Wajar saja om Bayu bertanya seperti itu. Pasalnya, sudah beberapa hari mereka menginap di sini, tapi tak pernah mendengar dari Hana atau pun Rasyid mengenai kelanjutan hubungan antara Abizar dan Ayasha. Dan keduanya pun tak pernah mengungkit masalah itu lagi.
Ayasha memberikan pandangan pada Ibunya yang sedang menatapnya dalam diam. "Jawab saja, Om hanya bertanya." Hanya itu yang dilontarkan oleh sang Ibu.
"Tidak, Om." Jawabnya dengan lemah.
"Om hanya ingin memastikan, karena Om ingin menyampaikan sebuah amanah."
Amanah? Ayasha masih terdiam, ingin mendengarkan amanah yang ingin disampaikan oleh Om-nya itu?

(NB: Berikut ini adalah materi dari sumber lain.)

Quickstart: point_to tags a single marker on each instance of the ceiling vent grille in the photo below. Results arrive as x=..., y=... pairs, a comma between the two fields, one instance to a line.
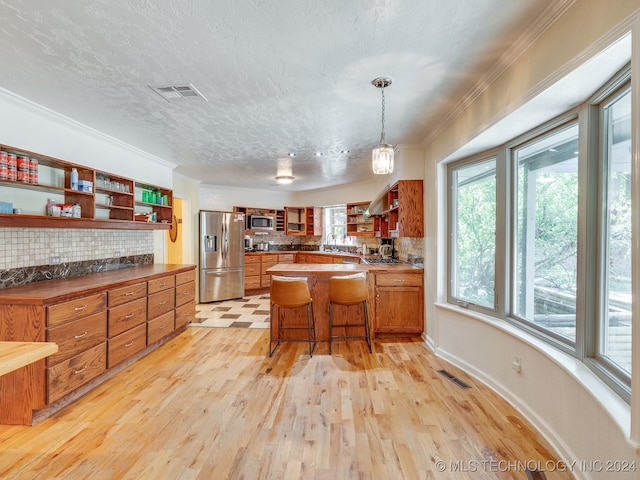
x=178, y=93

Ayasha sempat melemparkan pandangan pada om Bayu, namun om Bayu malah terlihat sedang menetap ke arah Ayah. Ayasha tidak mengerti dengan kode-kode diantara mereka. Dan itu membuat Ayasha hanya diam.
"Amanah apa?" Ayasha melemparkan pandangannya pada om Bayu dan ayah. Sepertinya hanya mereka yang tahu mengenai amanah yang akan disampaikan oleh om Bayu.
"Beberapa hari yang lalu, ada teman Ibumu datang ke rumah. Bukan hanya teman Ibu, Dia juga tetangga om Bayu di Yogya. Bisa dibilang, kalau om Bayu sangat mengenal keluarganya." Sebuah kalimat pengantar dari Ayah yang bisa Ayasha tebak, ke arah mana pembicaraan ini menuju.
"Dan lelaki itu ingin mengkhitbahmu."
Bertepatan dengan suara petir yang menyambar dari luar, perkataan itu sama-sama membuatnya kaget. Namun wajahnya, tetap terlihat tenang.
Karena Ia sudah tak kaget saat mendengar hal ini. Ditambah lagi, usianya hampir menginjak seperempat abad.
"Terus, Ayah bilang apa?" hanya pertanyaan itu yang Ayasha lontarkan.
"Ayah hanya bilang, untuk meminta datang kembali ke sini dan berbicara langsung padamu."
Ayasha nampak terdiam, Ia tidak tahu harus mengambil sikap seperti apa. Otaknya benar-benar membeku.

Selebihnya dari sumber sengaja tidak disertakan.